Comment a-t-on mesuré cette augmentation ? Et quel est le rapport entre cette augmentation et le fardeau du vécu des populations qui recherchent encore et toujours LA SOLUTION promise depuis les ombres furtives des « orangers ? » Quel est son impact sur les populations laborieuses du pays des Hommes intègres ?

Est-ce qu’on ressent cette augmentation dans le panier de la ménagère et dans l’assiette familiale ? Autrement, est-ce que ces chiffres permettent de refouler la galère ambiante et stagnante des « gàan-be-laafi-ramba » par ailleurs citoyens lambdas et fils du pauvre ? Quel est le rapport entre ce pouvoir d’achat et la cherté de la vie ? En commerce, l’on parlement de rapport qualité/prix.

Monsieur le chef du Gouvernement, bien à votre aise que vous arborez ces chiffres avec fierté, sur le tableau sombre de notre économie en ralenti où les affaires ne marchent plus et l’industrialisation absente pour transformer ce que nous produisons, pour défendre votre mandat à la croisée des revendications tout azimut mais, qu’il me soit aussi permis, non sans fouler les règles de la bienséance et solliciter de votre haute bienveillance la possibilité de pouvoir rectifier le tir. En dépit de tout ce protocole, je suis quand même du plateau central et non des bas fonds du Sourou. (Parenté à plaisanterie oblige !) En sus, je ne boxe pas en dessous de la ceinture et j’espère que mon propos n’est pas de bas niveau. (Rires). Burkina is back… Allons vite et bien.

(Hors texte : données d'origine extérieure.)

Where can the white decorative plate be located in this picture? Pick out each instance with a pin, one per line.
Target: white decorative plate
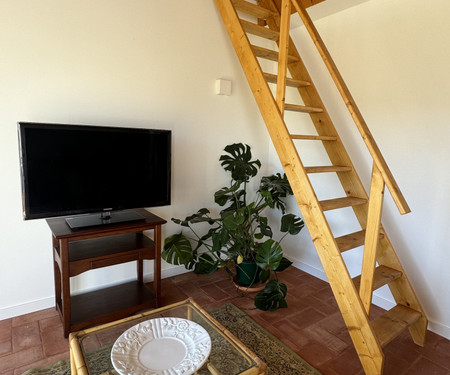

Voyez-vous distingué ministre, vivons-nous dans le même pays ? Ou, comme Tanga nord qui contraste avec Tanga sud dans Ville cruelle de l’écrivain camerounais Alexandre Biyidi Awala alias Eza Boto/Mongo Beti, notre Burkina Faso est-il divisé en Faso des « tinga-ramba »  ou les puissants et en Burkina des « gàan-be-laafi-ramba » ou les lambdas ? La tentative de répondre par l’évidence est plus plausible puisqu’il faut se garder de « misérabiliser » les uns devant les autres qui pataugent déjà dans la misère. ( confère l’actualité politique du moment.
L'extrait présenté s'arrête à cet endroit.